Biden's DOJ to Adjust Second Amendment with New Gun Rules
The Democratic Party has long seen the Second Amendment as a nuisance, exploiting the emotional response that the nation has for gun violence in order to rally their supporters and pry votes from the nation at large.
But there isn’t much that the left can really do about it. The amendment was written in such a way that abolishing it outright would cause chaos and violence on an unprecedented scale. And, perhaps more importantly for the Democrats, any such move would be political suicide for the entire party.
This hasn’t stopped the Biden administration from moving ahead with some light infringement, however, using the DOJ to take aim at “ghost guns”.
The Biden administration will come out with its long-awaited ghost gun rule — aimed at reining in privately made firearms without serial numbers that are increasingly cropping up at crime scenes — as soon as Monday, three people familiar with the matter told The Associated Press.

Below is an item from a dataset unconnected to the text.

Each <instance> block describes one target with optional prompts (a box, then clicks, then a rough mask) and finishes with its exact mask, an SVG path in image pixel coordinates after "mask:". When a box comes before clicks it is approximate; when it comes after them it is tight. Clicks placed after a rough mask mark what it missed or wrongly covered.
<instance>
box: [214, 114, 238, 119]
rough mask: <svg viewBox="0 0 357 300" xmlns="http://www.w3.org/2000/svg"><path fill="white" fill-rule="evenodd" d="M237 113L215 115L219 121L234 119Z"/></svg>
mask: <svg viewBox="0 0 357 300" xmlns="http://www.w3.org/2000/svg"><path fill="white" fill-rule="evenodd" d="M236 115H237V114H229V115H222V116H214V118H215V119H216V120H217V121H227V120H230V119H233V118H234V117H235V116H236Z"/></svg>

Completion of the rule comes as the White House and the Justice Department have been under growing pressure to crack down on gun deaths and violent crime in the U.S.Trending:
For nearly a year, the rule has been making its way through the federal regulation process. Gun safety groups and Democrats in Congress have been pushing for the Justice Department to finish the rule for months. It will probably be met with heavy resistance from gun groups and draw litigation in the coming weeks.
The rule will likely come with some major changes to the way in which some Americans exercise the right to bear arms.
The rule is expected to change the current definition of a firearm under federal law to include unfinished parts, like the frame of a handgun or the receiver of a long gun.
In its proposed rule released last May, the ATF said it was also seeking to require manufacturers and dealers who sell ghost gun parts to be licensed by the federal government and require federally licensed firearms dealers to add a serial number to any unserialized guns they plan to sell.
The rule would also require firearms dealers to run background checks before they sell ghost gun kits that contain parts needed to assemble a firearm.
The change is sure to reignite a debate about what role the federal government should have in the firearms industry, and whether or not such arbitrary rule-creation should be used in such close proximity to the Constitution itself.